Asked what he thought led to the Nationals not doing it this year, after back-to-back NL East titles and four postseason appearances in the last six seasons, Martinez tried to explain how things went wrong.
“It’s the little things that matter and that’s something that we’ll address this winter,” he said, “that’s something that we’re going to address in Spring Training. The little things turn out to be big things. So let’s concentrate on doing little things every day ... and when you do little things they become really big things at the end so we’re going to focus a lot on that.”
“Baseball is a game of little things,” Zimmerman said when asked about his manager’s take on what went wrong.
“I think moving runners, making plays, taking the extra base, things like that,” Zimmerman explained, “... it’s nothing new, and obviously you have to do those correctly, but I think there’s a lot more that goes into that — you can do those things right and still not win games. I think health is a big thing and honestly just players playing like they should. Little things do add up, but it’s not everything.”
Zimmerman was asked if the disappointment of the way things turned out this season was made somewhat worse by the expectations that everyone had for the team this summer.
“No,” he said. “I think all of us in here would sit here and tell you we came here every day and did everything we could to try and win, at least I did, and because of that I can go home and be at peace with it. Obviously it’s frustrating. You want to come out and win every year and have a chance to go into the playoffs, but it happens.
“That’s why it’s sports, and that’s why sports are one of the greatest things in the world because you never know what’s going to happen.”

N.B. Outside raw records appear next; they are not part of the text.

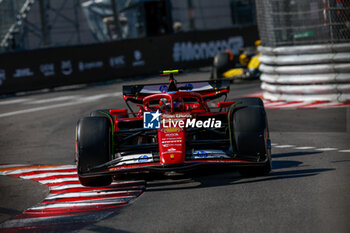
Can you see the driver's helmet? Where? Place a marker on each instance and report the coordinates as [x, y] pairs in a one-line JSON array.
[[164, 104], [179, 105]]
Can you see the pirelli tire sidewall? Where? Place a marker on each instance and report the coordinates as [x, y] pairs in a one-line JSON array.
[[249, 125], [221, 64], [94, 147]]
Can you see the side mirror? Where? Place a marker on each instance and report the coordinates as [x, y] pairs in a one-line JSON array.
[[118, 112]]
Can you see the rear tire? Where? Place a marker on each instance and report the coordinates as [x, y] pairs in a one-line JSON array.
[[251, 134], [94, 138]]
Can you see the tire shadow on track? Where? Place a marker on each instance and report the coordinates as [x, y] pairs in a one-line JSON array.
[[281, 169]]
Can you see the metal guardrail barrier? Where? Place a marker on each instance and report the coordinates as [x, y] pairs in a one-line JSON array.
[[305, 49]]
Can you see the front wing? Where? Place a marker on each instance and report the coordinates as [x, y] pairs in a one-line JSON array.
[[110, 169]]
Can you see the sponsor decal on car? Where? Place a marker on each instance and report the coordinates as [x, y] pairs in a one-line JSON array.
[[134, 158], [66, 67], [207, 154], [176, 122], [188, 51], [138, 59], [2, 76], [47, 69]]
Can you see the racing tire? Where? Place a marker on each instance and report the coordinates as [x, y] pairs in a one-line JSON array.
[[251, 135], [249, 101], [94, 147], [220, 65]]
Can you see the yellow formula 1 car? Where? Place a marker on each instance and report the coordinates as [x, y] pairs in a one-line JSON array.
[[226, 65]]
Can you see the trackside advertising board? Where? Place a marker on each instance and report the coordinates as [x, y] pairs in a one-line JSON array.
[[47, 68]]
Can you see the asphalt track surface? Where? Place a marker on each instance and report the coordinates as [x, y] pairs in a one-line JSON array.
[[308, 189]]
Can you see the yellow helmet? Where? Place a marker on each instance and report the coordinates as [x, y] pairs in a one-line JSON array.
[[257, 43]]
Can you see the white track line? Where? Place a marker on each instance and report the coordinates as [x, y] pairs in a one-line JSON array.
[[84, 194], [326, 149], [81, 100], [56, 99], [44, 175]]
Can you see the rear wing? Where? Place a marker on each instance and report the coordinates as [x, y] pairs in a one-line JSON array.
[[209, 90]]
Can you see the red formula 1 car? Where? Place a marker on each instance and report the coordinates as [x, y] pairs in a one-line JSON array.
[[173, 130]]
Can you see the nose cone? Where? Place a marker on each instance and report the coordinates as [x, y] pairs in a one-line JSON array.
[[172, 145]]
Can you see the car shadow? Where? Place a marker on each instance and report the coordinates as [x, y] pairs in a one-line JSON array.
[[281, 169]]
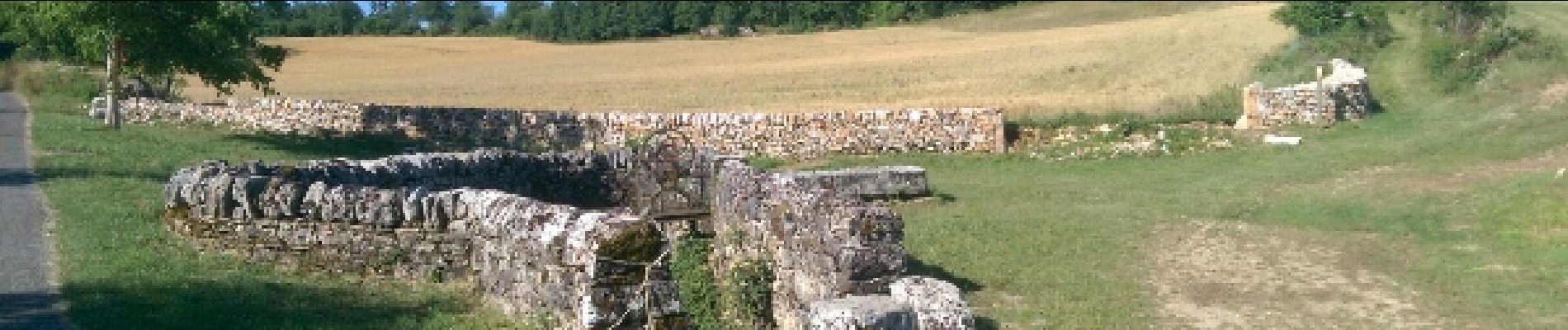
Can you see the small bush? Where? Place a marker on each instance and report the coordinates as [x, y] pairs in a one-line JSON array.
[[1468, 36], [764, 162], [1339, 26], [695, 282], [59, 80]]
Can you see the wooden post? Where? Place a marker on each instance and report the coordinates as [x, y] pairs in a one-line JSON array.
[[1249, 108], [1322, 110], [111, 113]]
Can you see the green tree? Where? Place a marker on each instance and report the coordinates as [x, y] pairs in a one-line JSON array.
[[437, 16], [517, 17], [214, 41], [470, 16]]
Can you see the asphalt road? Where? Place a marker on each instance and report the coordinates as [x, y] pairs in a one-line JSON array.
[[27, 300]]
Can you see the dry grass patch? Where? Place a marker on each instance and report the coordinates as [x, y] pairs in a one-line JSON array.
[[1239, 276], [1037, 66]]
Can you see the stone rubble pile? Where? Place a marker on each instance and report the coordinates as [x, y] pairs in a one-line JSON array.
[[515, 225], [824, 243], [914, 302], [786, 134], [1341, 96]]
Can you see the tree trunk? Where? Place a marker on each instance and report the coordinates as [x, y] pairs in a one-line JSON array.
[[168, 88], [115, 57]]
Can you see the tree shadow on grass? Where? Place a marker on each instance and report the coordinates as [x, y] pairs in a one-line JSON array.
[[358, 146], [207, 304], [921, 268]]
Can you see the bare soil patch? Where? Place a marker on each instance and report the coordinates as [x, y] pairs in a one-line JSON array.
[[1238, 276], [1034, 66]]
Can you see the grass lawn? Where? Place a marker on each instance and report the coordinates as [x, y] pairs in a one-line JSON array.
[[123, 270], [1454, 197]]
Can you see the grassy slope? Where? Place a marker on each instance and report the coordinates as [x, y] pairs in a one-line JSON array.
[[1037, 244], [1059, 244], [1034, 59]]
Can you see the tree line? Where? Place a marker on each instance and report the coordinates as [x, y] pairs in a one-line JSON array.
[[590, 21]]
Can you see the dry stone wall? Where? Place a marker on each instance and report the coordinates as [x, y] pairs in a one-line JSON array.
[[824, 243], [786, 134], [1341, 96], [416, 216], [472, 216]]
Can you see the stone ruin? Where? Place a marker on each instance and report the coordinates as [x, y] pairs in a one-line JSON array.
[[578, 235], [783, 134], [1341, 96]]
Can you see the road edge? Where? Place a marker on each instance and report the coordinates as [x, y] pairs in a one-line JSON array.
[[50, 219]]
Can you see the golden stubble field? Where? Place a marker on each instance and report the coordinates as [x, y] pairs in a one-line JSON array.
[[1035, 59]]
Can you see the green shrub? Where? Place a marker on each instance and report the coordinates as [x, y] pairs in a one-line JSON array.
[[1468, 38], [764, 162], [750, 291], [1339, 26], [695, 282]]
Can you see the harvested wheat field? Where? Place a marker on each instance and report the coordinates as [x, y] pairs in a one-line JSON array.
[[1034, 59]]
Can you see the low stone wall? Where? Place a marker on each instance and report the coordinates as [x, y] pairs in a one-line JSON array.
[[411, 216], [1113, 141], [786, 134], [1341, 96], [465, 216]]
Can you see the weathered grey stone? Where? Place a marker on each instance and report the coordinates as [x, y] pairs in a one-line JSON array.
[[862, 312], [938, 305]]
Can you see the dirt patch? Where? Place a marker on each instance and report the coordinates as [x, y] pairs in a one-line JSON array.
[[1238, 276], [1554, 94]]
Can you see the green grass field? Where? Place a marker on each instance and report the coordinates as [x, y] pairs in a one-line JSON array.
[[1454, 197]]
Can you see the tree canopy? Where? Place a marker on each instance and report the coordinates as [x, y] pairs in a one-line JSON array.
[[209, 40]]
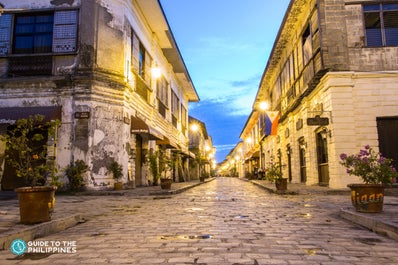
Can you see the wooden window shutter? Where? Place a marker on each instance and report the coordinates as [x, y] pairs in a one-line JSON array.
[[135, 50], [147, 69], [65, 31]]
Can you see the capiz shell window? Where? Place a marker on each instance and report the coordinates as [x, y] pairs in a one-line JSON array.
[[381, 25]]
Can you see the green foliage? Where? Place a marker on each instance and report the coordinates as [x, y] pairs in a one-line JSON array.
[[75, 173], [116, 169], [273, 172], [369, 165], [26, 149], [159, 163]]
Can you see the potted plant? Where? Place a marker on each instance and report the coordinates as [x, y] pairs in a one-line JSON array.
[[375, 171], [274, 174], [26, 152], [117, 173]]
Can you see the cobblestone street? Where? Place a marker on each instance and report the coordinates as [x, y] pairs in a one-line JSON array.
[[225, 221]]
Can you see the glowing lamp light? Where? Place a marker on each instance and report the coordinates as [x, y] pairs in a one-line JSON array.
[[194, 127], [156, 72], [264, 105]]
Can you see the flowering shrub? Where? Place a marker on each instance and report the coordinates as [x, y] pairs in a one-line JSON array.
[[371, 166], [26, 149]]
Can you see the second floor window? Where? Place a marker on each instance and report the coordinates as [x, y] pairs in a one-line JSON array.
[[381, 24], [36, 33], [33, 33], [141, 60]]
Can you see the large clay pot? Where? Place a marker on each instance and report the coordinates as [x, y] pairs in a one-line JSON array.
[[118, 185], [281, 184], [165, 184], [367, 198], [36, 204]]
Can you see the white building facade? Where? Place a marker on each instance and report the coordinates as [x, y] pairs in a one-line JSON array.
[[332, 75]]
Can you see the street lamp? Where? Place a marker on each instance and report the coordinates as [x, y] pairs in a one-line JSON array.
[[156, 72], [264, 105]]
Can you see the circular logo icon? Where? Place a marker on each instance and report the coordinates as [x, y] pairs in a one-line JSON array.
[[18, 247]]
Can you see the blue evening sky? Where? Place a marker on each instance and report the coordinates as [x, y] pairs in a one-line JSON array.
[[225, 45]]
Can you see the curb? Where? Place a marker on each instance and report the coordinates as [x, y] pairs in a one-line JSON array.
[[41, 230], [380, 227]]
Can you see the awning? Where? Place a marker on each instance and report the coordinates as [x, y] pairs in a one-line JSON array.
[[138, 126], [169, 145], [11, 114]]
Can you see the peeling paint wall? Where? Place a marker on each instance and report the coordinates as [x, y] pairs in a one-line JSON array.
[[38, 4]]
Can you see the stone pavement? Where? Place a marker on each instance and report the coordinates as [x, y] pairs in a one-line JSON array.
[[89, 206], [75, 209], [385, 223]]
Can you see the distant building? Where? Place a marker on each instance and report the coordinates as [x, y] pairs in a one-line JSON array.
[[333, 77], [111, 72]]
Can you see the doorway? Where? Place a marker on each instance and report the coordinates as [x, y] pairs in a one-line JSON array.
[[387, 129], [289, 162], [322, 157], [303, 166], [138, 160]]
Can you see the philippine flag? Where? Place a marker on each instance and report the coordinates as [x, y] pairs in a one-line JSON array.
[[271, 122]]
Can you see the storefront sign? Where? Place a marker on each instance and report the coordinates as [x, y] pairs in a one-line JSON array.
[[82, 115], [317, 121]]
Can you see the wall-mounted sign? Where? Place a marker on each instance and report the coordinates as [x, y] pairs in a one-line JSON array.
[[317, 121], [126, 120], [287, 133], [299, 124], [82, 115]]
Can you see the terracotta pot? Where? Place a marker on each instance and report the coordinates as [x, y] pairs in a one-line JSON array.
[[36, 204], [165, 184], [367, 198], [281, 184], [118, 185]]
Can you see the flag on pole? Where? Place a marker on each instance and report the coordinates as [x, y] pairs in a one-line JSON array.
[[271, 122]]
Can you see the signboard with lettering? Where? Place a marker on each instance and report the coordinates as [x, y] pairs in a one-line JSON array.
[[317, 121], [82, 115]]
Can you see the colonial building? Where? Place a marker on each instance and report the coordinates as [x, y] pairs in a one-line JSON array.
[[201, 149], [333, 77], [110, 70]]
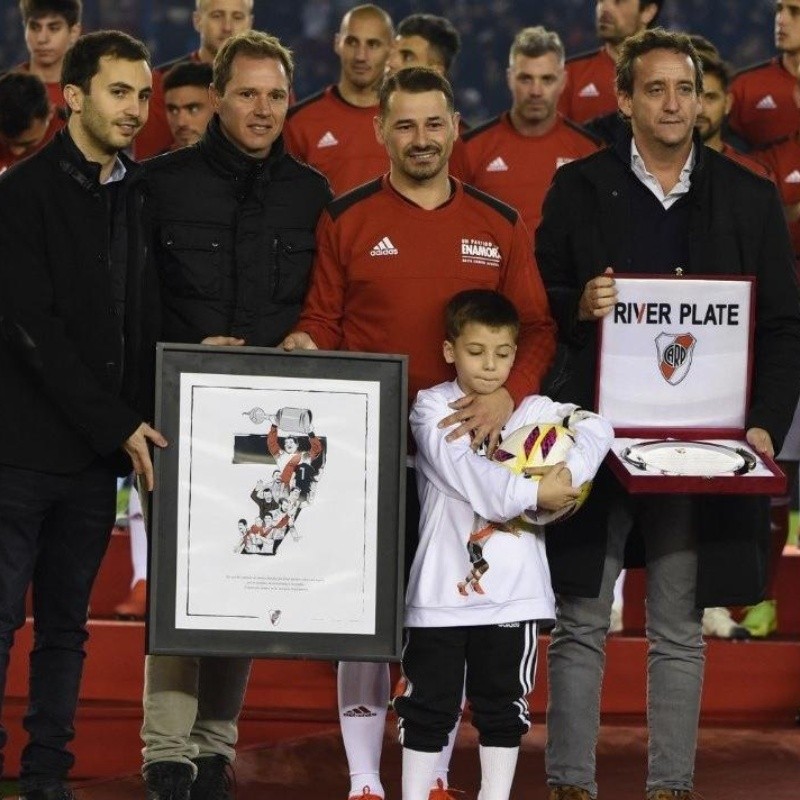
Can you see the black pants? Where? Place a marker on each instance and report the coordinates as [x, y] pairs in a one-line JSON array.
[[54, 531], [500, 664]]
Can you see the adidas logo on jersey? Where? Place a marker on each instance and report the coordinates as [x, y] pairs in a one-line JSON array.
[[498, 165], [359, 711], [328, 140], [384, 248]]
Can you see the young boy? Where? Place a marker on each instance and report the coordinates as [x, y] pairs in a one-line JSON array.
[[492, 633]]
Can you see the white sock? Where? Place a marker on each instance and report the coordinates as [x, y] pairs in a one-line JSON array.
[[619, 585], [443, 761], [498, 765], [418, 768], [363, 696], [138, 537]]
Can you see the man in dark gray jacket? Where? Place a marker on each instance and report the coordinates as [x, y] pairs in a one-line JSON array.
[[76, 341], [231, 223], [656, 201]]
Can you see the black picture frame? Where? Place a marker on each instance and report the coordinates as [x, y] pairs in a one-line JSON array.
[[181, 365]]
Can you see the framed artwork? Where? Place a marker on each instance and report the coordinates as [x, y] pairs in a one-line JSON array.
[[278, 515]]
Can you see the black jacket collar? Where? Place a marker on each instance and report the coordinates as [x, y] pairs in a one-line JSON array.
[[622, 148], [72, 161]]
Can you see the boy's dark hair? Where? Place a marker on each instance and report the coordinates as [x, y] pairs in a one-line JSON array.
[[646, 41], [23, 98], [254, 44], [415, 80], [483, 306], [657, 3], [82, 60], [189, 73], [33, 9], [439, 32]]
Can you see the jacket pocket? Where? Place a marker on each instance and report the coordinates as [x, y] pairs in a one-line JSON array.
[[196, 258], [294, 256]]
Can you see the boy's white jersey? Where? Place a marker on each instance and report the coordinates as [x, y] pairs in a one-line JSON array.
[[468, 571]]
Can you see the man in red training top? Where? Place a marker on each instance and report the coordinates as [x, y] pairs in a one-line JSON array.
[[332, 130], [390, 255], [763, 95], [590, 76], [514, 156]]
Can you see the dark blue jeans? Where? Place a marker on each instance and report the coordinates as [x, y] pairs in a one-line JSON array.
[[54, 531]]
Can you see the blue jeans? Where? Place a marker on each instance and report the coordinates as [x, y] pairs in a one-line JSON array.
[[54, 531], [675, 661]]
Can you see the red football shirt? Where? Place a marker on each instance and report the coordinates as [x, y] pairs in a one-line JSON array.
[[336, 138], [764, 109], [784, 161], [589, 91], [8, 159], [517, 169], [385, 269], [55, 93], [747, 161]]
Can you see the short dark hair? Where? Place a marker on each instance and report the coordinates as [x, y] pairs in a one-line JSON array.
[[82, 60], [23, 98], [646, 41], [536, 42], [69, 9], [482, 306], [714, 65], [439, 32], [255, 44], [657, 3], [189, 73], [415, 80], [703, 45]]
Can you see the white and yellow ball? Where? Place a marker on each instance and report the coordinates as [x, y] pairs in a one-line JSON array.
[[540, 445]]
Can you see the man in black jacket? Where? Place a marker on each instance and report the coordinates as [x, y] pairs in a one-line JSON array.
[[656, 201], [75, 344], [232, 223]]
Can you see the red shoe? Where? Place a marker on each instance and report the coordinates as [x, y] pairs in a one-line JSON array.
[[135, 604], [366, 794], [442, 793]]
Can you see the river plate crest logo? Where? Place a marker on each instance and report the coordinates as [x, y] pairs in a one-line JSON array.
[[675, 355]]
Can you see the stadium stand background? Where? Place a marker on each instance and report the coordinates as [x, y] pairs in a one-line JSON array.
[[742, 29]]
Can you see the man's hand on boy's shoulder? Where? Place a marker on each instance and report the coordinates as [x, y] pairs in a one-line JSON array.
[[480, 416]]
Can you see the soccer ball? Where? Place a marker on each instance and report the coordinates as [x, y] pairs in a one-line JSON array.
[[539, 445]]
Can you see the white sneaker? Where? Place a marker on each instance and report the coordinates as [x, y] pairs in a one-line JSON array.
[[615, 620], [718, 622]]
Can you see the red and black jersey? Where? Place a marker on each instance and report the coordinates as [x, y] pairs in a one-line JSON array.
[[517, 169], [8, 159], [385, 269], [337, 138], [764, 109], [783, 159], [747, 161], [155, 137], [55, 94], [589, 91]]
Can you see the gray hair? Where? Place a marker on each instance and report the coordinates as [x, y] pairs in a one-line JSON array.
[[535, 42]]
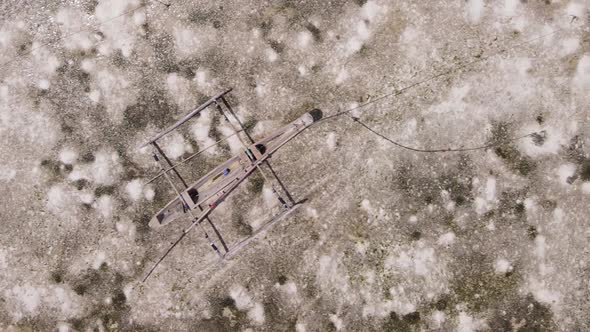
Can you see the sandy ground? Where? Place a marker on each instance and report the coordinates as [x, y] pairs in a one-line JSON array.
[[387, 239]]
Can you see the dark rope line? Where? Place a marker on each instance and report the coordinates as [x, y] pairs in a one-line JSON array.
[[482, 147], [431, 78]]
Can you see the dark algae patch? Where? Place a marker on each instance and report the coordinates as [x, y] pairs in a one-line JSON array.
[[478, 286], [514, 159]]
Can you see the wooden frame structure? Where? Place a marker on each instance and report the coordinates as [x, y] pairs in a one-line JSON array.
[[199, 199]]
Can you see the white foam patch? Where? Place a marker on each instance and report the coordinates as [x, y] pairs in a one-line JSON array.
[[43, 84], [337, 322], [68, 155], [44, 59], [332, 141], [454, 102], [370, 15], [118, 93], [149, 193], [330, 275], [540, 247], [119, 33], [200, 130], [502, 266], [62, 201], [582, 77], [542, 293], [105, 206], [474, 10], [446, 239], [268, 196], [235, 145], [73, 20], [189, 41], [98, 260], [417, 260], [242, 300], [510, 7], [491, 189], [469, 324], [564, 172], [134, 189], [181, 91], [94, 95], [256, 314], [106, 168], [577, 9], [300, 327], [438, 318], [304, 38], [174, 145], [271, 55]]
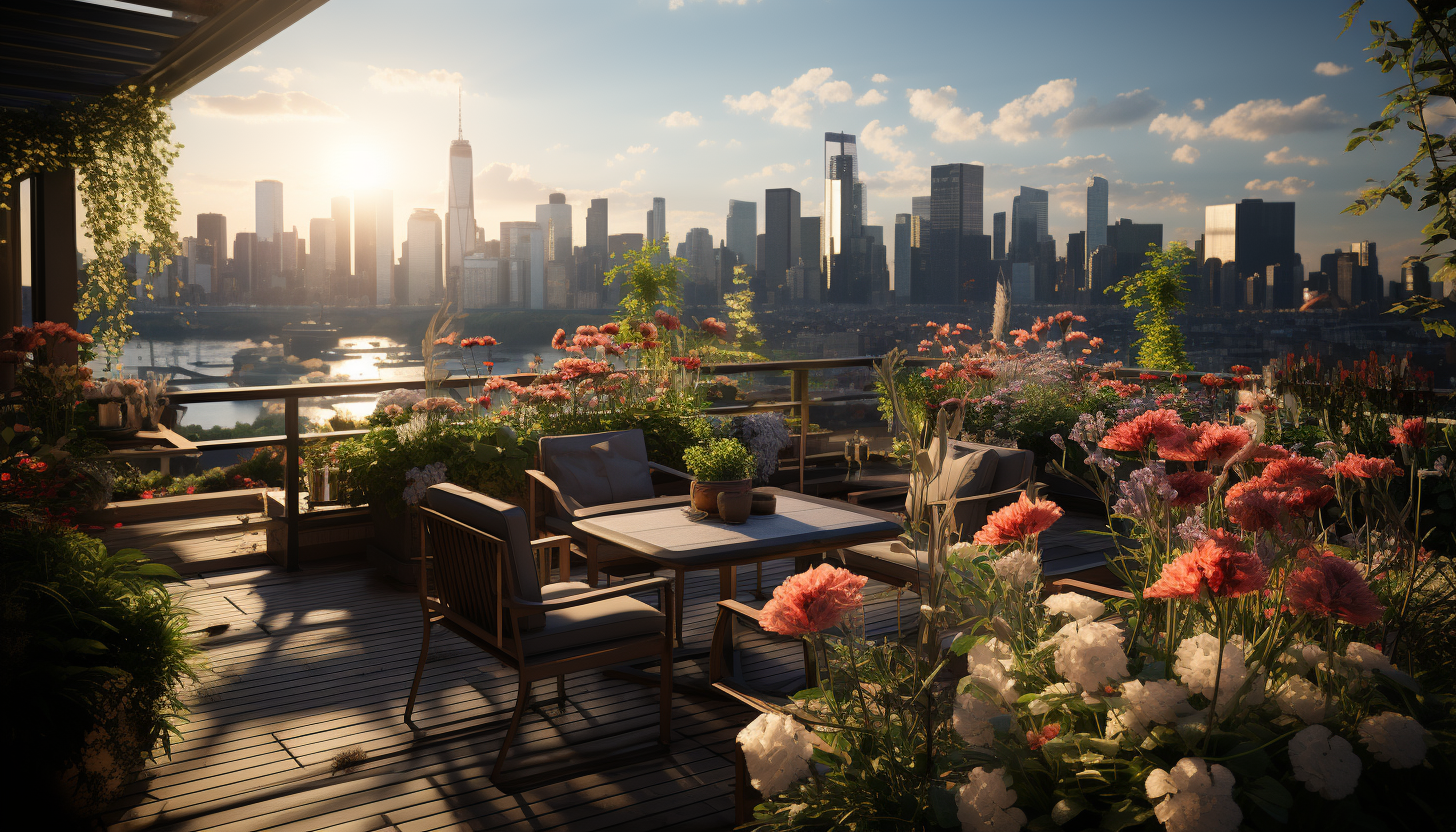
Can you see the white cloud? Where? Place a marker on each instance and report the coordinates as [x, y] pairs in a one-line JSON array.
[[794, 102], [1014, 121], [1178, 126], [680, 118], [1258, 120], [265, 107], [433, 82], [1126, 108], [1289, 185], [1283, 156], [951, 123]]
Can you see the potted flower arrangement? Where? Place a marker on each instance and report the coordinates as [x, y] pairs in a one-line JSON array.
[[718, 466]]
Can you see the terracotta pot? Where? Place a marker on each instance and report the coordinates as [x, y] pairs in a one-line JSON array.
[[734, 506], [705, 494]]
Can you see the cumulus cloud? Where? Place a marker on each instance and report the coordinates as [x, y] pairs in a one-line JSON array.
[[265, 107], [680, 118], [1014, 121], [1283, 156], [1187, 155], [938, 108], [1289, 185], [433, 82], [1126, 108], [794, 102]]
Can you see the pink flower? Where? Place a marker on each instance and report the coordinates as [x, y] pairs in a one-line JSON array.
[[1331, 587], [813, 601], [1017, 522], [1217, 563]]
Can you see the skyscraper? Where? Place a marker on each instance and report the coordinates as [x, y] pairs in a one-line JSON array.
[[1097, 216], [743, 230]]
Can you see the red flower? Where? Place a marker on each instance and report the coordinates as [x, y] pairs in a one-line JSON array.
[[1411, 432], [813, 601], [1217, 563], [1019, 520], [1362, 466], [1331, 587], [1134, 434]]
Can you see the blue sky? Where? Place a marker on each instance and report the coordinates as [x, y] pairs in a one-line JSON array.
[[1180, 105]]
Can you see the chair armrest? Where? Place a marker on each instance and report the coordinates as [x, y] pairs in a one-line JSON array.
[[521, 608]]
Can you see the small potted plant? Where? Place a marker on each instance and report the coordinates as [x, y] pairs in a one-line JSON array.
[[718, 466]]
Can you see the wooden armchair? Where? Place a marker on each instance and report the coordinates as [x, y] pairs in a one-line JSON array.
[[478, 563], [596, 474]]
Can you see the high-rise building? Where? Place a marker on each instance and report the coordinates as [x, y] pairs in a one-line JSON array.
[[743, 230], [424, 246], [782, 241], [555, 220], [1097, 214], [459, 213]]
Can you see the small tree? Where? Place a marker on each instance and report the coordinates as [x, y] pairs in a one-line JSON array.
[[1156, 293]]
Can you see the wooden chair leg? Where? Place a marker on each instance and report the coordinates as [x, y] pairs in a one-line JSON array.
[[523, 697], [420, 669]]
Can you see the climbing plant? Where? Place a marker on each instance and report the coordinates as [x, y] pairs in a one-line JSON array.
[[121, 149]]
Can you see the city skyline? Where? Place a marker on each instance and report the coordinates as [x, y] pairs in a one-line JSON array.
[[1033, 131]]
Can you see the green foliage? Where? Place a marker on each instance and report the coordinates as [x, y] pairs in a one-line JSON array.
[[1424, 59], [719, 459], [121, 147], [96, 653], [1158, 293]]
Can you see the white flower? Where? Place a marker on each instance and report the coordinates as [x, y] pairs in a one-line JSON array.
[[1148, 703], [1324, 762], [1091, 654], [1365, 657], [1018, 568], [778, 751], [1302, 698], [1076, 605], [1197, 663], [1395, 739], [986, 803], [1197, 797], [1057, 691], [971, 719]]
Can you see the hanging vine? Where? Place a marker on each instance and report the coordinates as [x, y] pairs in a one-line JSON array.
[[121, 150]]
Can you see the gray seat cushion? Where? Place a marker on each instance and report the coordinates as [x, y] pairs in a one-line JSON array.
[[591, 624], [500, 520]]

Martinez also took an opportunity before Saturday’s game to stress the positives.
“I saw a lot of guys mature throughout the season and saw a lot of positives come out of it,” he said. “So moving forward, I think in 2019 we’re going to be really, really good, I really do. Watching these guys grow and watching them mature and watching them play together as a unit, I think they understand now what it takes to move forward, I really do. This division is not going to be easy. The Braves got better, the Phillies got better, we’re going to get way better.”
It’s going to be a different squad, that’s for sure, with Bryce Harper’s future a big question, a number of relievers already gone that were going to move on, and some big decisions to be made (second base, catcher, fifth starter?) before Opening Day of 2019.